Books I didn't finish.
1-Guide to English Literature: From Beowulf through Chaucer to Medieval Drama-David M. Zesmer.
2-The Germans-Erich Kahler
3-The Folklore of Sex-Albert Ellis

>> No.19612891

>>19606005
not a complete list but some notable entries that spring to mind:

>crime and punishment
didnt much care for it, although i do admire how dostoevsky refuses to stand above his characters and instead deeply lives the lives and thoughts of characters he disagrees with.
>canterbury tales
very enjoyable, especially the way the different tales interplay with eachother. did get a bit tiring near the end
>the souls of black folk
such an incredibly empathically human book, mixing the individual struggles, mistakes and errors with larger historical trends. i wish more history was written like this
>invisible cities
i loved the scattered philosophical thoughts and the rich way they were explored. could be a bit up its own ass sometimes though.
>letters of van gogh
probably my favorite i read this year. i can with decent certainty say that Van Gogh's fame is a weird double success since he only really became known after his letters were published. hes both an incredible intense painter and writer and his writing should not be underestimated. The intensity of living, his affirmation of life despite the tragedy of it, and his refusal to compromise make him often more nietzschean than nietzsche muster up himself.

>> No.19612905

>>19612891
>although i do admire how dostoevsky refuses to stand above his characters and instead deeply lives the lives and thoughts of characters he disagrees with.
I've watched like 5 Peterson videos in total and that notion was something he said in a lecture.

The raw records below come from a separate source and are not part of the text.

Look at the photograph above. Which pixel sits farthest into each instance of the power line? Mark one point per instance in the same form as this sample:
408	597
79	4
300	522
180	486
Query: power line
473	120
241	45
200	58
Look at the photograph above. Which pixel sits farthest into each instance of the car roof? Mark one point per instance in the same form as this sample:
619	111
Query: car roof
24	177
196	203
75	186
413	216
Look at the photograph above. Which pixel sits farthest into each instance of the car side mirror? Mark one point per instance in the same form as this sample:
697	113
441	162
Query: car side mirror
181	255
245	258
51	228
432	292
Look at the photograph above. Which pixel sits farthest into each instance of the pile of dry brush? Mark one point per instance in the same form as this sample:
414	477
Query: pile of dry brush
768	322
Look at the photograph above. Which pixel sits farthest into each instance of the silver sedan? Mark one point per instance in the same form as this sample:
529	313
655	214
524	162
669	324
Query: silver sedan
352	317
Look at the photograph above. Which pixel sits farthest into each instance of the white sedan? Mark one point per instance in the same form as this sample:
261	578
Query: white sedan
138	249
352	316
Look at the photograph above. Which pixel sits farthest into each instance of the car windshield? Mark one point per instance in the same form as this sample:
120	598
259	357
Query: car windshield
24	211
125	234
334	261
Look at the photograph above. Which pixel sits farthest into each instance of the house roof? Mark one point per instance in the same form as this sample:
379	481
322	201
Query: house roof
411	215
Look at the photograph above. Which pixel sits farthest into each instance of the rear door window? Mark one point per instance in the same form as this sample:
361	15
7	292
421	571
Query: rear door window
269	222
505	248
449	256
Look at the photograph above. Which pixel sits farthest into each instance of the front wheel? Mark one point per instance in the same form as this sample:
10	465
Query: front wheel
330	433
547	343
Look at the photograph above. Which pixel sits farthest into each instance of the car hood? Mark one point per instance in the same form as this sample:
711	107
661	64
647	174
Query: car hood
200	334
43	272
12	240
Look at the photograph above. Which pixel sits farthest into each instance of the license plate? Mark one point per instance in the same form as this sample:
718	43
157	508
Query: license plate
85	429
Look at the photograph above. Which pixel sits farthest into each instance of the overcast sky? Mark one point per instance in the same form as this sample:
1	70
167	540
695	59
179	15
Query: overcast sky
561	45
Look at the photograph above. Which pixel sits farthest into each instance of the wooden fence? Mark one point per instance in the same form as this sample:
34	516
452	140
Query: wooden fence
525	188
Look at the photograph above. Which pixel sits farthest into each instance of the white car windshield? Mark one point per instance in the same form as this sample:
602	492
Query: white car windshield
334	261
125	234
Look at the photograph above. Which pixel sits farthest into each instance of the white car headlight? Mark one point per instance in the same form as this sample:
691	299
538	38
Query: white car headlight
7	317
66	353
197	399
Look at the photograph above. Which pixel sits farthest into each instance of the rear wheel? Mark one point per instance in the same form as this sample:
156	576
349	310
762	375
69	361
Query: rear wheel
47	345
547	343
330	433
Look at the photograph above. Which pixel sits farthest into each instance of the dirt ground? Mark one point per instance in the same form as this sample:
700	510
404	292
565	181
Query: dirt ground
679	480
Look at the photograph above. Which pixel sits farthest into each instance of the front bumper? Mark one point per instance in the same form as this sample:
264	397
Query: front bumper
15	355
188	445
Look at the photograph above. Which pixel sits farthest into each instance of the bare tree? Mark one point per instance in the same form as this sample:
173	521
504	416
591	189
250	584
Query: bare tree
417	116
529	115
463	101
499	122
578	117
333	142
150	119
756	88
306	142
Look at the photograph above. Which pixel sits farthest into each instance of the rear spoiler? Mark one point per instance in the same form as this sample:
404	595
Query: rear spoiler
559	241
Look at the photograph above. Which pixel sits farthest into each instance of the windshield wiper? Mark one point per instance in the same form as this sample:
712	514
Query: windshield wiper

Did you just copy that?

>> No.19612926

>>19612905
no? I really dont like Peterson and dont watch his lectures. i disliked the book and what i usually do when i dislike a major work is look up some essays or critical editions to see what other people find in it. The norton critical edition has Dostoevsky's notes he made while writing the work, and in here he consciously makes this choice to refuse a godlike narrator and instead use one immersed in the perspective of the characters. Multiple essays also notice this fact. one famous one i like said that 'many writers scare can their audience, but dostoevsy is the only writer that can scare himself'
please do not attribute this line of thought to Peterson.